Я вздрогнула. Она нажала на курок и боек звонко лязгнул о капсюль. Пистолет не выстрелил, и она отложила его в сторону. Браслеты и кольца, украшавшие ее руку, исчезли. Суверен внимательно осмотрела свои окровавленные пальцы.
– Что ж, – сказала она, вытирая руки о подол платья. – Действительно, ты лучше работаешь под давлением.
– Это он сказал вам это сделать, да? – спросила я сквозь стиснутые зубы. – Это нечестно.

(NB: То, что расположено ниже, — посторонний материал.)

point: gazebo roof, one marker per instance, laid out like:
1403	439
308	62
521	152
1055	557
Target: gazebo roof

– Его эксперименты намного лучше моих. – Она слегка наклонила голову, но я ни на мгновение не поверила ее застенчивому румянцу. – Мир несправедлив. Будет лучше, если ты узнаешь это сейчас. Я выжила и стала сувереном, потому что я сильная, а не потому, что в этом мире можно легко всего достичь. Я заслужила это, и мне нравится помогать другим, обещая, что и они смогут заслужить достойную жизнь.
Только она родилась сильной в другом смысле – она благородная, богатая, осененная сразу двумя творцами. Если бы этот мир был войной, она родилась бы в доспехах и с мечом в руках, а мы родились бы только с зубами, ногтями и упорством. Она не могла видеть нашу правду за забралом, в котором родилась.

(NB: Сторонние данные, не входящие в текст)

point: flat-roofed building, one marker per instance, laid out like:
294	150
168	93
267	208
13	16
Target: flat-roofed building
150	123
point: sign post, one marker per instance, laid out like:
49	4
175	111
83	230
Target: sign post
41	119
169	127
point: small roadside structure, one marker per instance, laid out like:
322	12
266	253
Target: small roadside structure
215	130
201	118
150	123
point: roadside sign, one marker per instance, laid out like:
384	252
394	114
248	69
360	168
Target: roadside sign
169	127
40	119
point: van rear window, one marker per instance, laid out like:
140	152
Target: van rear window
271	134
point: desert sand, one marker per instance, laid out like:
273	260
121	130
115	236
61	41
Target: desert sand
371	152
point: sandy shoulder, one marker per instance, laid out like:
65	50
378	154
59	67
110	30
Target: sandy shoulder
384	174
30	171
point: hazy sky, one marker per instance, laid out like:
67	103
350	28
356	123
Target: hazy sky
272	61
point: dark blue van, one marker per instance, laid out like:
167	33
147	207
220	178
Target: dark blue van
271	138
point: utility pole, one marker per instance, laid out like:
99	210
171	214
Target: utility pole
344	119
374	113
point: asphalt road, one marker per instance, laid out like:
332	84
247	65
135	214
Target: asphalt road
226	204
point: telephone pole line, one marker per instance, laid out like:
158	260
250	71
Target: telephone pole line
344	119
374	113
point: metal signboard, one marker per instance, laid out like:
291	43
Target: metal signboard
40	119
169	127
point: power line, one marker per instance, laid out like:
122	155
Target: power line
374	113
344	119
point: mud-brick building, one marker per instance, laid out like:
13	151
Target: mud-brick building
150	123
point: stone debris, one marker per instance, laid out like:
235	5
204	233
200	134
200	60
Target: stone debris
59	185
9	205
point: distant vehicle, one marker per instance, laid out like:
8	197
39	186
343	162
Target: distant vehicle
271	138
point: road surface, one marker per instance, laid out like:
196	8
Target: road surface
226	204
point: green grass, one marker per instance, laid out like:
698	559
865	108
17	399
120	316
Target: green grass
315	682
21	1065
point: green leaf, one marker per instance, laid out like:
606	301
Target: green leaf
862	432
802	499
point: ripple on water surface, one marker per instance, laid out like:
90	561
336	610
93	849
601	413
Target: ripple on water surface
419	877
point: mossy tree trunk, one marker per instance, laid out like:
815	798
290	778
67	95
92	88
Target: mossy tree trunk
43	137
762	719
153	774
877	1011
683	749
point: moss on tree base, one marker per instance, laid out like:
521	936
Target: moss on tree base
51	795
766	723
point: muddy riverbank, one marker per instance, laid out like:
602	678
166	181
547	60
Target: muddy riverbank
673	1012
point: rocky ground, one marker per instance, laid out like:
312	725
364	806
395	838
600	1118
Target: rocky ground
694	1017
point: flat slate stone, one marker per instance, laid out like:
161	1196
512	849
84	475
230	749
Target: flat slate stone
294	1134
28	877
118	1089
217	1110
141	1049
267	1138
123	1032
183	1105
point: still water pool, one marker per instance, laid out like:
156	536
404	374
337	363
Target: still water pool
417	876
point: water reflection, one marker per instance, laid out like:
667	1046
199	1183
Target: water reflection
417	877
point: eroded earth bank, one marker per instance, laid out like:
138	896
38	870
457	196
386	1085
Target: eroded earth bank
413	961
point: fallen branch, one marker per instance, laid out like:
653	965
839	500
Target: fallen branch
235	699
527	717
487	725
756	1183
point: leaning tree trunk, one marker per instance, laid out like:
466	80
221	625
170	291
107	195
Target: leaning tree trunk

– Вы правда считаете, что выжили именно поэтому? Что именно поэтому вы – суверен? – спросила я, прежде чем успела прикусить язык. – Потому что вы сильнее всех людей, которые работают на Цинлиру?

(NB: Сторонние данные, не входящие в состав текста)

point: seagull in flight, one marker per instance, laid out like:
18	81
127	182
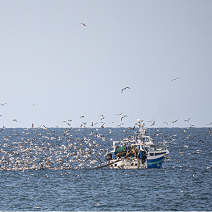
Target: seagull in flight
176	79
124	89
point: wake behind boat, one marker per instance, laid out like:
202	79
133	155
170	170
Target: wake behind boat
137	153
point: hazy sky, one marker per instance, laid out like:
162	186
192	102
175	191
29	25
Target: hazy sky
67	70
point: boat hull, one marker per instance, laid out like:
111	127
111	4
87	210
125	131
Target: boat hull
155	162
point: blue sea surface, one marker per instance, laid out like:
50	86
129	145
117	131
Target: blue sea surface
64	178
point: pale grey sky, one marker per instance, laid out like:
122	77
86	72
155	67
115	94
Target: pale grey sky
49	59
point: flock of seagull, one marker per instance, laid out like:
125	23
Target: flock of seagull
69	148
44	148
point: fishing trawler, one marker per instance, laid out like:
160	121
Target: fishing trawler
137	153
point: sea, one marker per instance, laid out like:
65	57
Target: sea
54	169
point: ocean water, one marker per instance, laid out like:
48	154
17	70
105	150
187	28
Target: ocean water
53	169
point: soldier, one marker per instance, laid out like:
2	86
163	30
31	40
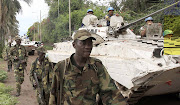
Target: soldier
78	79
109	15
150	28
19	57
41	76
90	19
168	34
6	56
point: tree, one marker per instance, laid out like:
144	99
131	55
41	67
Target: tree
8	21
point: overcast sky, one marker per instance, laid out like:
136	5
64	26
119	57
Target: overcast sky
31	14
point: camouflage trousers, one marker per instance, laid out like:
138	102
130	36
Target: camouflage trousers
9	63
19	76
45	97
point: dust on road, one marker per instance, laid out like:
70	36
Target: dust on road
28	95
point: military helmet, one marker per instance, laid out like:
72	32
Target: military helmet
149	18
17	38
167	32
41	49
110	8
89	10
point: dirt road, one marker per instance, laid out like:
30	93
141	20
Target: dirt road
28	95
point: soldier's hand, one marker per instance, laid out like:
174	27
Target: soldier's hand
15	57
35	85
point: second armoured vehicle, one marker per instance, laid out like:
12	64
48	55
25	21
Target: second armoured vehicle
138	65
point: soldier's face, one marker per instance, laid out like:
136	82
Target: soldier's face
149	22
90	12
41	55
111	12
83	48
18	42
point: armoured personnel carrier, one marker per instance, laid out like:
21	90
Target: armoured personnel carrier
138	65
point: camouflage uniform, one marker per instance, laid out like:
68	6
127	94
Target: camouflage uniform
21	53
108	18
44	76
7	58
80	87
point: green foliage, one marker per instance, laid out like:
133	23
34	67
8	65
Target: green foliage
56	28
172	22
3	75
5	97
48	47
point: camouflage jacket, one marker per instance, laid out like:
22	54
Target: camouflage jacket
19	52
81	87
6	53
43	72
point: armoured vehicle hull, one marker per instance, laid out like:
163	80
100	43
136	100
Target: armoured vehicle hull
133	65
138	65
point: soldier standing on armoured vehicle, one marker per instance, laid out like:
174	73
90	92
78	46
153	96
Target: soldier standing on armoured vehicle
89	12
78	79
6	57
19	57
168	34
109	15
41	77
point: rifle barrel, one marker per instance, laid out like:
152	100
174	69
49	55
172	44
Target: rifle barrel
126	26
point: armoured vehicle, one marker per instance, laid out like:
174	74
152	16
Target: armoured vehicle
138	65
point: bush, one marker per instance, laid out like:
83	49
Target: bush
3	75
5	97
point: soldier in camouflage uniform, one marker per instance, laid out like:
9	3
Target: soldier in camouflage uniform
6	56
42	68
78	79
19	57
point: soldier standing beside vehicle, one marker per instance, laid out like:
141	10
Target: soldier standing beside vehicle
6	56
78	79
19	57
109	15
41	76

Мой вопрос поразил ее. Она отпрянула и звонко рассмеялась. Суверен поднялась со стула, белое платье с шорохом заскользило по полу. Я встала вслед за ней.
Она была на целую голову ниже меня, но когда она шла, от ее присутствия, казалось, у меня перехватывало дыхание. Казалось, это мир двигался вокруг нее и только для нее.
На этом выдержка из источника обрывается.